Il va pousser Volodymyr Zelensky à traiter dans des conditions très défavorables par rapport à celles dans lesquelles il aurait pu le traiter au printemps 2022 ou à l'automne 2022, lorsque l'Ukraine avait marqué quelques points, et les concessions sont connues de tous : la Crimée va être donnée aux Russes, le Donbass également…

Mais Trump va mettre des pressions très importantes dans le deal qu'il va faire avec Poutine pour que l'Ukraine entre dans l'Union européenne. Cela sert les intérêts des États-Unis parce que l'Ukraine entrant dans l'Union européenne pourrait déséquilibrer l'Union.

Pour le Proche-Orient, c’est différent. Bien sûr, Benyamin Netanyahou va avoir carte blanche pour ce qui est du conflit à Gaza, de la guerre au Liban, et surtout pour la poursuite des colonisations.
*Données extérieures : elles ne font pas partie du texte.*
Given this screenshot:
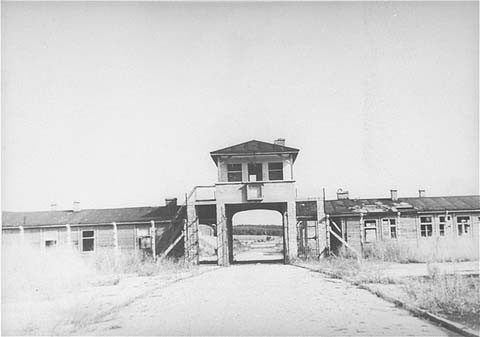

Pour ce qui est de l'Iran, Trump mettra un frein aux velléités guerrières de Netanyahou. Une guerre de haute intensité entre l'Iran et Israël pourrait déclencher une crise autour d'énergies comme le pétrole, et donc une crise financière et économique mondiale. Donc même s'il est responsable de ce qui se passe, puisque c'est lui qui a quitté le deal iranien il y a plusieurs années, il fera tout pour qu'il n'y ait pas une guerre de haute intensité. 

En parallèle de l’élection présidentielle, des référendums ont eu lieu dans certains États pour renforcer le droit à l’avortement. C’est le cas dans l’Arizona ou l’État de New York. Les mesures sociétales que Trump pourrait prendre, notamment à l’encontre des droits reproductifs et des droits des femmes en général, pourraient-elles se faire ressentir à l’international ?

Trump n’a pas de pouvoir pour nuire directement à ces droits en dehors de son pays. En revanche, il est possible de parler de révolution culturelle. Aux États-Unis, la droite radicale est vraiment une droite crypto-fasciste.

On le voit dans certains États comme la Floride où le gouverneur a interdit dans toutes les écoles et universités publiques l'enseignement de la théorie critique de la race ou de la théorie du genre. Il veut l'étendre et y arrivera dans les universités privées de Floride. En Louisiane, à partir de janvier 2025, dans toutes les écoles, les "10 Commandements" seront affichés sur les murs.

Avec une Cour suprême majoritairement républicaine, il est tout à fait possible de revenir sur les droits LGBT, sur le mariage gay, comme ils l’ont fait pour le droit à l’avortement avec la révocation de Roe v. Wade. Quant à l'avortement, des États progressistes veulent le faire entrer dans leur Constitution, mais il se pourrait que la Cour suprême l’empêche.

Surtout qu'au cours de son mandat, Trump pourrait nommer deux autres juges à la Cour suprême qui deviendrait totalement de droite radicale et là, le droit à l'avortement pourrait être totalement interdit au niveau fédéral.

Est-ce que cela aura une influence à l’international ? Regardez l’impact de la révolution du wokisme venu des États-Unis vers l’Europe. Donc même si Trump n'a pas de pouvoir décisionnel sur ce qui peut se passer au niveau sociétal en Europe, il y aura des répercussions.

Les États-Unis ne vont pas se retrouver sous une dictature dans quatre ans, mais il est certain que dans deux ans, les États-Unis ressembleront plus à la Hongrie d'Orban, voire pire, à la Turquie d’Erdogan, qu'à l'Amérique de Kennedy.